Cradles of the Reich by Jen Coburn tells the story of the top-secret Lebensborn Nazi breeding program that was central to Hitler’s plan to create a “master race” of pure-blooded Aryan babies. Sexual liasons between SS officers and Aryan women were encouraged in “maternity homes,” where the babies were immediately taken from the mothers then adopted by families loyal to Hitler. This well-researched history lesson is delivered through the story of a Nazi breeding home in Bavaria, where three women’s fates are irrevocably intertwined. Gundi is a pregnant university student from Berlin. An Aryan beauty, she’s secretly a member of a resistance group. Hilde, only 18, is a true believer in the cause and is thrilled to carry a Nazi official’s child. And Irma, a 44-year-old nurse, is desperate to build a new life for herself after personal devastation.

My grandson’s fall break is this week, so we’re headed to Rosemary Beach with all my children and their growing families, and I’ve got books packed for everyone to enjoy during our respite. I’m taking Search for Treasure with me to read together as a family. It debuted as a No. 3 New York Times bestseller this summer, and it’s a middle-grades book that I’m seeing every generation enjoy — from emerging readers who like to hear stories at bedtime to teens, parents, and even grandparents. Mary Alice Monroe and Angela May set their adventurous tale on a remote private island and nature sanctuary off the coast of South Carolina. Twelve-year-old Jake Potter is back for the summer, staying with his quirky nature-loving grandma, and this time he’s joined by his dad who is adjusting to life as an amputee. When a storm unearths an old gold coin, Jake launches a treasure hunt with his two best friends, Lovie and Macon. It’s a summer of wild encounters, island invaders, a mysterious treasure hunter, and a journey that leads them all to discover that the treasure they really seek was with them all along.

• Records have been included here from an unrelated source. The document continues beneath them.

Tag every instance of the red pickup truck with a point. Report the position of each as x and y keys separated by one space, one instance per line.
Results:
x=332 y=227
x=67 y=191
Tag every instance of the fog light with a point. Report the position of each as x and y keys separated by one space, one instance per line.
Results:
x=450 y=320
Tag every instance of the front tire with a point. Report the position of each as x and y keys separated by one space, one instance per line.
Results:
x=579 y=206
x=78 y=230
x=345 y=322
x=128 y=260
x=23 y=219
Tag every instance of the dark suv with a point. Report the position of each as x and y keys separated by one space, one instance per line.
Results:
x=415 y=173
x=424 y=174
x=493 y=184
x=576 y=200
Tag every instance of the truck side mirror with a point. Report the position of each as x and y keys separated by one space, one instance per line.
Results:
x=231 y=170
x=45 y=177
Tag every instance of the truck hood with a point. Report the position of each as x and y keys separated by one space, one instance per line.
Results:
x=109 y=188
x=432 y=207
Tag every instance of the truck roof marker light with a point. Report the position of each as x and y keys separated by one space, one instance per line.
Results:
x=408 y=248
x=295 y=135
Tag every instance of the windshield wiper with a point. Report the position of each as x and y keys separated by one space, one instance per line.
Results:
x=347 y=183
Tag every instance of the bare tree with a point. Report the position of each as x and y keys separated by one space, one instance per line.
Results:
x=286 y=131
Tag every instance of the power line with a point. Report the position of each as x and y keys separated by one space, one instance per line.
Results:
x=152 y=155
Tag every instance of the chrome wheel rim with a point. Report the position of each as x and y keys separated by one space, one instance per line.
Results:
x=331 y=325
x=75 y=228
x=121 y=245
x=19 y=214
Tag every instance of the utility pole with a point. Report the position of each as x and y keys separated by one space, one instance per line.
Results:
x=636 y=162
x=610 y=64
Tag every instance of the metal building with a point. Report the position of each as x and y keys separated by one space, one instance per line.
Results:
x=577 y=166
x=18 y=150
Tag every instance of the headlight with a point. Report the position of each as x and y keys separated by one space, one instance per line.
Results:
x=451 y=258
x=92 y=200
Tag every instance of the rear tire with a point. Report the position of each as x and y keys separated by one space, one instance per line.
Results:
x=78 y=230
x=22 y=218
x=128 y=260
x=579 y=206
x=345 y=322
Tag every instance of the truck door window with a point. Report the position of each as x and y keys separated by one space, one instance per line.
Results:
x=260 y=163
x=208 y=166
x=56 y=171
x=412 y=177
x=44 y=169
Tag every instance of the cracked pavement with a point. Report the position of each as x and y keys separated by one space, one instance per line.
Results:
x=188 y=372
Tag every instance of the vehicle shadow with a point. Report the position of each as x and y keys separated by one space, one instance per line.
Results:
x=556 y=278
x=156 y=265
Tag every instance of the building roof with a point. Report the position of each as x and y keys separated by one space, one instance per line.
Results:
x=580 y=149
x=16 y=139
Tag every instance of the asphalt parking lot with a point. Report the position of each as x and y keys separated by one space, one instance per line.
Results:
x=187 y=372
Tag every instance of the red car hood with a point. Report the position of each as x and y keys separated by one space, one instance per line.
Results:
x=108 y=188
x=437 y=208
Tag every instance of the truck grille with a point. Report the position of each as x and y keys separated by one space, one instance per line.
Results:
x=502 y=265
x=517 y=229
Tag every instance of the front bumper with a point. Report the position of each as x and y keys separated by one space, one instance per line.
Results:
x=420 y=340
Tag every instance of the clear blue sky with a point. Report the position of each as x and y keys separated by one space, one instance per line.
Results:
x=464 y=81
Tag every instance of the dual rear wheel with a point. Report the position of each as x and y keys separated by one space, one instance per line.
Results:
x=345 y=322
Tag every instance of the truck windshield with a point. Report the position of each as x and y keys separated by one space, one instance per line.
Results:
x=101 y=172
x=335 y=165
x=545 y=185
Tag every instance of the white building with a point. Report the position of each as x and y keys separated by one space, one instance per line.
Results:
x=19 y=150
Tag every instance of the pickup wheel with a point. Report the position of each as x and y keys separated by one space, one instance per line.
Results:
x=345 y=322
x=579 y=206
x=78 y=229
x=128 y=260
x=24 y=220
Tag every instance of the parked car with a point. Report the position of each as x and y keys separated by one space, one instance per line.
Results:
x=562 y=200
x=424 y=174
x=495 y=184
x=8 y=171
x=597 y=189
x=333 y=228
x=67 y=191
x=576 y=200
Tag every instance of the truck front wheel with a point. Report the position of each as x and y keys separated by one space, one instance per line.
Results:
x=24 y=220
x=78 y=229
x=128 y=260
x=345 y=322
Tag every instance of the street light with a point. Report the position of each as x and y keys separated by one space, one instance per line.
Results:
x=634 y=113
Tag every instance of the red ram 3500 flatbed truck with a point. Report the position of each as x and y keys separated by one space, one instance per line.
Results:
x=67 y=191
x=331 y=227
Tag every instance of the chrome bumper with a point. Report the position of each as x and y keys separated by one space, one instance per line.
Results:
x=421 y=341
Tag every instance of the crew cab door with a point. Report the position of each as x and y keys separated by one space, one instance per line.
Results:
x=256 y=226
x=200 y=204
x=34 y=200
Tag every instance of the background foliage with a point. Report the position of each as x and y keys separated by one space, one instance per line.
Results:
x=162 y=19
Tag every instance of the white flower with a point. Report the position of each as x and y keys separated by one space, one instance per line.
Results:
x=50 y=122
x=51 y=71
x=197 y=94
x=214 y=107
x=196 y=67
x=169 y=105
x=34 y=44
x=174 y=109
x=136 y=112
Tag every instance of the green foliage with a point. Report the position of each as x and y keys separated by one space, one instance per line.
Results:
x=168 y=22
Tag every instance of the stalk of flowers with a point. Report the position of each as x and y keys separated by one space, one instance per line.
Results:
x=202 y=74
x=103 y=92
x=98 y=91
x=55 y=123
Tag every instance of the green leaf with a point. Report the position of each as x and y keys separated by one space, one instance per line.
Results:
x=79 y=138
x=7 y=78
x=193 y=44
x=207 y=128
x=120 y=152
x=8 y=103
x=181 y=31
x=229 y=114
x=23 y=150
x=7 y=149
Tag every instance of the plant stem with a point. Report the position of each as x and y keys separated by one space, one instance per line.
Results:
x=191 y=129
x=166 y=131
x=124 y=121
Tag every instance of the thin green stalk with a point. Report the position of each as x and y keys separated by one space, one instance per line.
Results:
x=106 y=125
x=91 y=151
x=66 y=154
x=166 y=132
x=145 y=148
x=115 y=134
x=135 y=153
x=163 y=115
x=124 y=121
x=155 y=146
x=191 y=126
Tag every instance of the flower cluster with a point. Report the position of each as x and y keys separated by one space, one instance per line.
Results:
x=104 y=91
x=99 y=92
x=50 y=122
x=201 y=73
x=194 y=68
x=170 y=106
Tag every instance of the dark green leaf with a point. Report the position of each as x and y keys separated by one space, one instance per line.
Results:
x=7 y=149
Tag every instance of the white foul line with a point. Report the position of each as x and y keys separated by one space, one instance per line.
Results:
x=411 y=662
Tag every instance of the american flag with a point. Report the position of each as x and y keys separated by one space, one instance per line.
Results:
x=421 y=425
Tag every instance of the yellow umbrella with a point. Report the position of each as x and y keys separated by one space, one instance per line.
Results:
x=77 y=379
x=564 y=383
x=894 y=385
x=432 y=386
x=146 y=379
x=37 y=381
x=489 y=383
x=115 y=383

A perfect read for fall, when Asheville, North Carolina, is in its full glory, is The Wedding Veil by Kristy Woodson Harvey. Four generations of women, a famous family heirloom that bonds them, and a peek inside the glitz — and sometimes faded-glamor — of Edith and Cornelia Vanderbilt’s dazzling Biltmore Estate make for a page-turning jewel. Readers will fall in love with the Vanderbilt women and the fictional modern-day grandmother-granddaughter duo, Julia and Babs. This beautiful novel from one of the South’s most lauded voices tells a story that resonates with any family looking to delve deeper into its history — no matter how complicated it might be.

 

To round up our pitch for fall reads, you will want to begin with a great cup of coffee then devour The Lost Summers of Newport by Karen White, Lauren Willig and Beatriz Williams. Read the last chapters with a glass of wine at the end of the day! In what Publishers Weekly called a “clever and stylish tale of murder and family lies,” The Lost Summers of Newport is a novel of money and secrets set among the famous summer mansions of Newport, Rhode Island, spanning over a century, from the Gilded Age to present day. The story is told in three alternating points of view (1899, 1958, and 2019) by three vastly different women, each with a connection to the wealthy Sprague family and Sprague Hall, and each with her own devastating secret. When a reality show Makeover Mansion begins filming inside the walls of the now crumbling mansion, the house begins to yield up the dark secrets the Spragues thought would stay hidden forever.